Indian Pediatrics 2006; 43:266-267

Torsion of Vermiform Appendix


A 9-year-old boy presented to us with a 16-hour history of abdominal pain localized to right iliac fossa and repeated bouts of non-bilious vomiting. There was no previous history of abdominal pain. On examination, the patient was febrile (100º), had tachycardia (112/min) and tenderness and guarding in right iliac fossa. There was no rigidity; psoas and obturator tests and Rovsing’s sign were negative. Rectal examination was inconclusive. A clinical diagnosis of acute appendicitis was made. Other than mild leucocytosis, pre-operative blood investigations were essentially normal. At operation, 8 cm long retrocecal appendix was revealed that had torted 270º clockwise just distal to its base. The appendix was only minimally inflamed. There was no associated fecolith, adhesions, lipomas or mucocoele. A routine appendicectomy was performed. The post-operative period was uneventful. Histopathological evaluation revealed non-specific inflammation of the appendix.

Torsion of vermiform appendix is an extremely rare condition with only about 25 cases reported in world literature since its first description in 1918(1). The condition is pre-operatively indistinguishable from acute appendicitis and the diagnosis is usually made intra-operatively(2). The features that are commonly associated with torsion of appendix include long appendix and pelvic position of the appendix(1). The direction of rotation although variable, was more frequently counterclockwise(1). The site of the torsion is variable, it could be at the base or about 1 cm or more distal to the base(1).

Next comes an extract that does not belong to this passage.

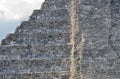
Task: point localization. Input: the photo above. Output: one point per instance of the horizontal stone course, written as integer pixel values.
(25, 51)
(34, 65)
(37, 39)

The available literature regarding pathophysiology, mostly conjectural, suggests that the torsion of the appendix could either be a primary event or secondary to other pathologies. The proponents of ‘primary’ etiology blame it on the fan- shaped mesoappendix having a narrow base and the absence of azygotic folds that normally attach the appendix laterally(3). The other school of thought is that mucocele, lipoma, fecolith or inflammation causes distension of appendix rendering it unstable and more likely to twist. One postulation says that a fecolith could act as a point around which an irregularly contracting appendix might pivot(1). Absence of inflammation in few of the removed specimens supported the view(4). Another view is that inflammation of the appendix is the primary event with the resulting distension of the distal part of appendix rendering it unstable and making it prone to torsion(5).

One of the interesting speculations has been that intermittent appendicular torsion may be responsible for recurrent right iliac fossa pain in some children(4).

Y.K. Sarin,
D. Pathak,

Department of Pediatric Surgery,
Maulana Azad Medical College,
New Delhi, India.

References

1. Gopal K, Kumar S, Grewal H. Torsion of the vermiform appendix. J Pediatr Surg 2005; 40: 446-447.

2. Merrett ND, Lubowski DZ, King DW. Torsion of the vermiform appendix: a case report and review of literature. Aust N Z J Surg 1992; 62: 981-983.

3. Dewan PA, Woodward A. Torsion of the vermiform appendix. J Pediatr Surg 1986; 21: 379-380.

4. Finch DR. Torsion of the appendix. B J Med Pract 1974; 28:391-392.

5. Beevors EC. Torsion of the appendix. Lancet 1920; 1: 597-598.